There is no huge effort to maintain artificial distinctions here, as far
as I'm aware. I mean in SBGN it's called a process diagram, it has
different properties than a structure diagram used to depict a chemical
structure (continuant).

>> But I don't think anything would be achieved
>> here, other than completely baffling users. In addition, when you get
>> down to the level of cells and below there are some subtle issues
>> involving time and identity that could confound the use of the
>> ontologies in query answering.
>> Perhaps I just have a hard time envisioning a different model. As I
>> say,
>> I believe the distinction is fairly hardwired into people's thinking.
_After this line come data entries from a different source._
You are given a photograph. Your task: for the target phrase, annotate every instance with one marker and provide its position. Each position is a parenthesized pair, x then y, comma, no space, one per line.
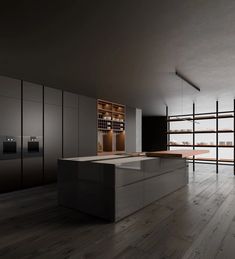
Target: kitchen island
(113,187)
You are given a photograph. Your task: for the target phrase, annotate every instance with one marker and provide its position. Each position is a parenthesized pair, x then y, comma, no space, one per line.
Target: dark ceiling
(124,51)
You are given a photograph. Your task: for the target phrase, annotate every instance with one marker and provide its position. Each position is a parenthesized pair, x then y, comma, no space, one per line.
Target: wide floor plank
(196,221)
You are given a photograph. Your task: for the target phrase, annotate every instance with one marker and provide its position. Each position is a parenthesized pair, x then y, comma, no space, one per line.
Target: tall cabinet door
(70,125)
(87,134)
(32,134)
(52,132)
(10,134)
(130,129)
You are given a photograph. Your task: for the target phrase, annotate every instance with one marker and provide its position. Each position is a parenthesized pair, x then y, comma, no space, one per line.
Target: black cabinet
(10,134)
(32,132)
(87,121)
(52,132)
(70,125)
(154,137)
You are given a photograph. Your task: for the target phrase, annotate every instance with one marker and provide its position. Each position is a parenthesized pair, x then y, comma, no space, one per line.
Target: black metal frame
(193,115)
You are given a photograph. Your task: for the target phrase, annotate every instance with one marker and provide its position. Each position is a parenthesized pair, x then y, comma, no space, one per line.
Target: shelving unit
(111,127)
(192,132)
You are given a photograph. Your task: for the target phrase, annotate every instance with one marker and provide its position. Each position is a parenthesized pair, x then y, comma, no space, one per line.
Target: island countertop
(182,153)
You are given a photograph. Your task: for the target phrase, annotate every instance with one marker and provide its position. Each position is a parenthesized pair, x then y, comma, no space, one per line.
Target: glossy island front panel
(115,188)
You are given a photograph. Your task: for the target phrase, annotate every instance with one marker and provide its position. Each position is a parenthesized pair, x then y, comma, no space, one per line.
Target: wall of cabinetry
(119,128)
(38,125)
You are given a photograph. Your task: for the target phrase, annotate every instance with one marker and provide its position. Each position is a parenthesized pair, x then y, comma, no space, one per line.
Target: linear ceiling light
(187,80)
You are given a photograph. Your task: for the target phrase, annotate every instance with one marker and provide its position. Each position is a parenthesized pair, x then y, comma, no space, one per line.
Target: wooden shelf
(181,145)
(112,139)
(200,131)
(196,118)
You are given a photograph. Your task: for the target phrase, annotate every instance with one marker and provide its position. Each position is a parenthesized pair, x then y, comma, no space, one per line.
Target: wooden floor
(197,221)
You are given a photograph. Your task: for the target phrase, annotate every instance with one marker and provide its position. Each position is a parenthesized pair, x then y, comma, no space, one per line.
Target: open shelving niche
(192,132)
(110,127)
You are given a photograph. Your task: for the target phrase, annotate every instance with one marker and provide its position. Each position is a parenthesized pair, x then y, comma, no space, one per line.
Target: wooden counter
(183,153)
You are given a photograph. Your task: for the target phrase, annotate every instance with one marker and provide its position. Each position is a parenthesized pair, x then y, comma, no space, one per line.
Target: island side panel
(87,187)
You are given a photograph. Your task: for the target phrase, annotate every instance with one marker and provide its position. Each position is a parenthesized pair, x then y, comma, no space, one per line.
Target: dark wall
(38,125)
(154,135)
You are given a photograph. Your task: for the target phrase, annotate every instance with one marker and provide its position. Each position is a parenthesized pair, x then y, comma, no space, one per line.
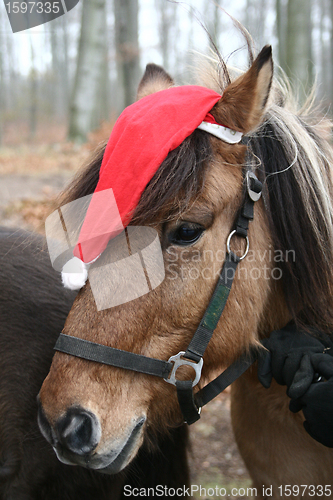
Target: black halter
(189,402)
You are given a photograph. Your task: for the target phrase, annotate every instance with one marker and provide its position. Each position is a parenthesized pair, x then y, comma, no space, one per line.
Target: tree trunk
(281,29)
(127,50)
(331,56)
(299,65)
(33,83)
(89,70)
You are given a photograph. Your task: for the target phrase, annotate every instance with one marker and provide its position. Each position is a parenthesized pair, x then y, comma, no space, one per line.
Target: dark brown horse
(33,309)
(193,201)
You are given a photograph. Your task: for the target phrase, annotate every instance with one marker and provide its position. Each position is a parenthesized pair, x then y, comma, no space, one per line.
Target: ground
(30,178)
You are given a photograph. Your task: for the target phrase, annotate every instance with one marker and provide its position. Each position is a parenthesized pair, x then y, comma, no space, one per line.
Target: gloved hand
(288,359)
(317,402)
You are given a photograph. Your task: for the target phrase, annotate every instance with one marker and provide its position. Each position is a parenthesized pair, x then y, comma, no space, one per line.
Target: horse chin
(110,462)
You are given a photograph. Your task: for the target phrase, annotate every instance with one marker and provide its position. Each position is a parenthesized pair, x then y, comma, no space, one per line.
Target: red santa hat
(141,139)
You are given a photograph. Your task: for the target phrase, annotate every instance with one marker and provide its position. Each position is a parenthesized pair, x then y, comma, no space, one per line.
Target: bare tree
(89,69)
(33,94)
(298,63)
(127,49)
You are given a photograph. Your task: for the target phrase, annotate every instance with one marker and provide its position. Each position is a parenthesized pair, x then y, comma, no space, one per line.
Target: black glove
(288,359)
(317,402)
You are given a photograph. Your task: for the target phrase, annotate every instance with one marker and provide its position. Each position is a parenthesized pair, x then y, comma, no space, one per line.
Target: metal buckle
(177,362)
(247,245)
(252,194)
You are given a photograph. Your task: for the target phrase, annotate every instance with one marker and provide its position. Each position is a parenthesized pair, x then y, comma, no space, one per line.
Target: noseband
(190,402)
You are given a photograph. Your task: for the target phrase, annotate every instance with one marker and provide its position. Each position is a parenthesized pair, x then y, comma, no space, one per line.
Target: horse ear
(243,101)
(154,79)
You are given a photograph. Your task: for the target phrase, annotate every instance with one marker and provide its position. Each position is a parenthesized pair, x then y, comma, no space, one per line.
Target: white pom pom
(74,274)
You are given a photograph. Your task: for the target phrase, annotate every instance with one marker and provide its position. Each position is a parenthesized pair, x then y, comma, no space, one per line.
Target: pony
(33,309)
(193,201)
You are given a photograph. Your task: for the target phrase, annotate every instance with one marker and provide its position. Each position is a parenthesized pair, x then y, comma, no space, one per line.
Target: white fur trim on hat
(74,274)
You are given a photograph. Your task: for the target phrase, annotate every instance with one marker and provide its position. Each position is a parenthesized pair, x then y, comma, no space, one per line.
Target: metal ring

>> I'm not talking about ontologists here. Look at any datamodel that
>> captures something like biochemical or signaling pathways, at its
>> core
>> you will see a bipartite graph of physical entities and occurrents.
>> I'd
>> be genuinely interested in seeing a non-handwavy attempt to model
>> things
>> differently.
> With some colleagues I am trying to do this exactly on cellular
> pathways in oncology research. It is natural to write equations
> describing qualitative dynamics of chemical pools (abstracted from
> several sources including SBGN graphs) and then to instantiate the
> terms in such equations with temporal arguments when required, so one
> can speak of the quantity of-MEK hydrogenase at a certain time by
> simply adding a temporal argument to the relevant term denoting
> quantity of MEK-hydrogenase. All of which is elegant, natural and
> formally correct, but violates the OBO ontology conditions, since
> these quantities are classified, for reasons which are entirely opaque
> to me, as continuants.

I couldn't care less if it violates current OBO ontology conditions. If
your formalism is elegant, natural and formally correct then I'm far
more interested in that. I'm genuinely interested to hear more, either
off list or after you're ready to publish on it.